Other members of the group also voiced concerns that while the National Capital Authority had control over the lake and its surrounds, the infill was essentially pushing that boundary further into the lake to give the territory government more land to sell off for more apartments.

The Guardians have also twice applied to the federal government for an "emergency heritage listing" of the entire lake and parklands, given the site has previously been tagged by consultants for listing, which the environment department is currently considering.

While the territory government is still in talks with the Commonwealth about the proposal, the City to the Lake project was included in maps published last week as part of the Barr government's extensive urban renewal plans, which were jointly released by the territory and the NCA.
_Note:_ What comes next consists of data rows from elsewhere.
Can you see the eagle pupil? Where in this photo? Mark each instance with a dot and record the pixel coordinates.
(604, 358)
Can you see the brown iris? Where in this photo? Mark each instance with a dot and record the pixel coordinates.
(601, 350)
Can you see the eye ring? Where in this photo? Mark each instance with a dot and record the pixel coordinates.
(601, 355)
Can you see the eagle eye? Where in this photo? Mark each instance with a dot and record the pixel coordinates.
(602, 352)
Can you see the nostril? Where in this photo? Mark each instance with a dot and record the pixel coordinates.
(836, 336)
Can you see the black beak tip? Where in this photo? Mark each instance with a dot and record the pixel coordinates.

Despite the government's original plans including multi-million dollar proposals for a sports stadium, aquatic centre and convention centre, those have all been abandoned or significantly scaled back, with the apartments and a waterfront promenade including retail and restaurants the main remaining elements.

A government spokesman said that as negotiations were still underway with the federal government over the reclamation, the capital works, which were first scheduled to be completed this financial year, had now been delayed until 2018-19.

He also said the government was still going ahead with the development, which would replace the current three hectares of surface carparking with four hectares of "urban park".

"The ACT government believes that improvements to West Basin are consistent with the requirements in the National Capital Plan and will actually strengthen the cultural and heritage value of the lake," he said.

"The ACT government is proceeding as planned with the improvements of West Basin, to improve the area for all Canberrans and visitors."